Köken
Ruh kelimesi, Arapça rūḥ (رُوح) sözcüğünden Türkçeye geçmiştir ve temel anlamları arasında “nefes, soluk, esinti” gibi fiziksel çağrışımların yanı sıra “can, manevi öz, ilahi varlık” gibi soyut ve metafizik içerikler de yer alır. Bu kelime, Aramice/Süryanice rūḥ ve İbranice rāoḥ gibi aynı anlama gelen semitik kökenli sözcüklerle eş kökenlidir. Felsefe tarihinde ise, bu sözcüğün karşılığı olarak Eski Yunancada pneûma ve Latincede spiritus terimleri kullanılmış; her iki dilde de “nefes” ile “can” arasında kurulan ilişki dikkat çekmiştir.
Kullanım Alanları
- Teoloji ve Tasavvuf: İnsanın bedenine üflenen özü, ölümle bedenden ayrılan ebedi cevher olarak tanımlanır.
- Felsefe: İnsan varlığının bilinçli, düşünen ve maddeden bağımsız yönünü ifade eder; akıl, tin ve nefs kavramlarıyla ilişkilendirilir.
- Psikoloji ve Duygusal Anlatım: Kimi zaman “ruh hali” ya da “ruhsal çöküntü” gibi terimlerle bireyin içsel durumu tanımlanır.
- Sanat ve Mimarlık: Eserlerin taşıdığı duygusal ya da estetik derinliği betimlemek için “ruhu var” ya da “ruhsuz” gibi sıfatlarla kullanılır.

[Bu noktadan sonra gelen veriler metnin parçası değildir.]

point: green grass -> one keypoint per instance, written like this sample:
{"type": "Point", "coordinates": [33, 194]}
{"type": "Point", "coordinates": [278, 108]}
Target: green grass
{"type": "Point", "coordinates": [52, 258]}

- Dil ve Edebiyat: Soyutlama, mecaz ve simge yoluyla insanın iç dünyasını, özünü ya da varoluşsal yönünü anlatmak için yer bulur.
- Koku ve Esans: Arapça kökenindeki anlamıyla bağlantılı olarak, bazen güzel koku ya da hafif esinti anlamında eski metinlerde geçer.